We must keep the pipeline of offshore wind projects flowing,  says Lisa Christie, interim UK country manager at Vattenfall.

The absence of any new offshore wind projects in this year’s Contracts for Difference (CfD) auction has thrown up no end of news headlines – most of them negative – either about the UK’s chances of reaching net-zero by 2050 or claiming that this proves renewable electricity is unaffordable.

True, without the four offshore wind projects eligible for this year’s auction (two of which are being developed by Vattenfall), the UK has not advanced any further forward towards the 50GW of offshore capacity the government is aiming for by 2030.

True, also, that building renewable electricity infrastructure has become more expensive in the last 18 months. But the same is true of virtually everything else, whether that’s the cost of food in the supermarket, petrol on the forecourt, oil and gas infrastructure. It’s all gone up in price.

What’s being overlooked is that the cost of doing nothing is significantly higher than the cost of rebuilding our electricity system to make it cleaner, smarter and more secure.

Back in July, Vattenfall took the difficult decision to stop the current development track of our 1.4GW Norfolk Boreas project. In recent weeks it’s been reported that the project is for sale, and some commentators are suggesting that offshore wind developers are backing out of the UK.

As far as Vattenfall is concerned, we’re doing what we would in July: we’re evaluating all the options to determine the best way forward for the three projects, which make up the 4.2GW Norfolk Offshore Wind Zone.

We’re continuing to develop the Zone – in fact, onshore cable route works have officially commenced – as we believe it is of such importance.

The UK needs the Norfolk Zone – for the amount of home-grown electricity it will provide, for the carbon emissions it will save, for the investment into supply chains and communities it will bring.

And it’s these three elements that decision-makers in business and politics should keep in mind. Whether we like it or not, we are in a cost-of-living and environmental crisis.

The UK’s energy infrastructure needs rebuilding at the same time that homes and businesses need to know that their energy bills aren’t going to keep going up forever.

Low-carbon and renewable power projects, enabled by the CfD process, will give us the electrons we need at a price we can afford which, crucially, won’t sky-rocket in response to global events.
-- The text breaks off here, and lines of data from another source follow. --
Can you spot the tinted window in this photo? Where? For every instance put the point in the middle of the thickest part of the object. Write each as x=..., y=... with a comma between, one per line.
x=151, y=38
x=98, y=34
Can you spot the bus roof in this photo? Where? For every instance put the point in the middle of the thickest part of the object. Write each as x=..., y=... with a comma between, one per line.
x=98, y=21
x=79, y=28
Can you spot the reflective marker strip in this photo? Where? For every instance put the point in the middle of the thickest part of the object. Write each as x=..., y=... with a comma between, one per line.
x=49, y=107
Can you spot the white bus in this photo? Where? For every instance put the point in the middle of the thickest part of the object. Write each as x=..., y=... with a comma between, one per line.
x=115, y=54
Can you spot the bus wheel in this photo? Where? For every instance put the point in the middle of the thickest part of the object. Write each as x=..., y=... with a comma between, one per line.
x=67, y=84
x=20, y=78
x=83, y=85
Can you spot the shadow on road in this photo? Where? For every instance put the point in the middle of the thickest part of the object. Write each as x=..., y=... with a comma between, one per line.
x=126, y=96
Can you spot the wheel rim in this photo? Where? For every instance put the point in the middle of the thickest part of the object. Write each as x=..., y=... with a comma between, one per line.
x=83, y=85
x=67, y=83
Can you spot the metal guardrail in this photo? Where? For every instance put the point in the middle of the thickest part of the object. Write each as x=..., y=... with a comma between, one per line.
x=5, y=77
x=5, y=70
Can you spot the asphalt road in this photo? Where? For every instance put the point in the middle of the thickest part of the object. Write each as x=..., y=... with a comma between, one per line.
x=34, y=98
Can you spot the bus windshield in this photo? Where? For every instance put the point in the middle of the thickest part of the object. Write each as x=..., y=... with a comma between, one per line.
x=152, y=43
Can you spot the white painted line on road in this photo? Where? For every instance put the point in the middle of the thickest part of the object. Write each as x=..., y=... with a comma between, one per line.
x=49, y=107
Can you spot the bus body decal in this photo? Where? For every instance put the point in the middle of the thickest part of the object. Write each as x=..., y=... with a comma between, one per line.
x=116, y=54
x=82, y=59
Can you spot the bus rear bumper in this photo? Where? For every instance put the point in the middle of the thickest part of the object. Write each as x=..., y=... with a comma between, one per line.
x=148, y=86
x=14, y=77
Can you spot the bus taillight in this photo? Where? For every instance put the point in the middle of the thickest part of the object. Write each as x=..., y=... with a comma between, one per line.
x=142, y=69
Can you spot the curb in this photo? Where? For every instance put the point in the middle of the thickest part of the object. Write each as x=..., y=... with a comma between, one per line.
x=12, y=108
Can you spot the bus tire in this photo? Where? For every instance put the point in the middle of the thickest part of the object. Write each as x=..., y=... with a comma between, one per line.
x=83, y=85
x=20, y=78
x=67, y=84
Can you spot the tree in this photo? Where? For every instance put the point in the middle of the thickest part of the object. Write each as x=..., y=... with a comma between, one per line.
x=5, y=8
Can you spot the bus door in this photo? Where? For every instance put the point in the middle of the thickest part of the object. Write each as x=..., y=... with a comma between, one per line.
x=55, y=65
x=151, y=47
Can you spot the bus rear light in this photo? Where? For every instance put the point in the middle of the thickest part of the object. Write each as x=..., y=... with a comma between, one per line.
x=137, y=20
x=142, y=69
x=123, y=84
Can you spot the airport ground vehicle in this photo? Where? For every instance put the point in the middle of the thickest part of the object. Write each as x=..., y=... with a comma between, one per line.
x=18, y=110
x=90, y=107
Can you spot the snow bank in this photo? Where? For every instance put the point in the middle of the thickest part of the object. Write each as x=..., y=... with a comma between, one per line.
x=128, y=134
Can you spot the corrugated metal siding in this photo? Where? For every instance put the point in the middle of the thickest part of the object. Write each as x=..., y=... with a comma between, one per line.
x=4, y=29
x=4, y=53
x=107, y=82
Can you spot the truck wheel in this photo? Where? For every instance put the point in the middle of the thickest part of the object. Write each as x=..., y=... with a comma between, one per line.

This is not the case with oil and gas.

In addition, the UK (and the east of England in particular) has a well-developed offshore wind supply chain that is crying out for more investment. Offshore wind is a global industry, and British businesses need full order books in order to grow and compete.

So far, the CfD process has been incredibly successful at expanding the amount of offshore wind capacity in this country while simultaneously driving down the cost. But now we’ve hit a bump in the road, and the simple fact is that prices have gone up.

The best way to deal with this challenge is to keep the pipeline of offshore wind projects flowing. If developers see that the UK government is prepared to back the sector through the hard times as well as the good, then developers will repay this country in kind, with more projects, more investment, more jobs, more community benefits and more clean power.

It’s understandable that during an economic downturn everyone looks to tighten their belts. But we can work together to overcome the difficulties and propel the UK forward, with its energy infrastructure on firmer foundations.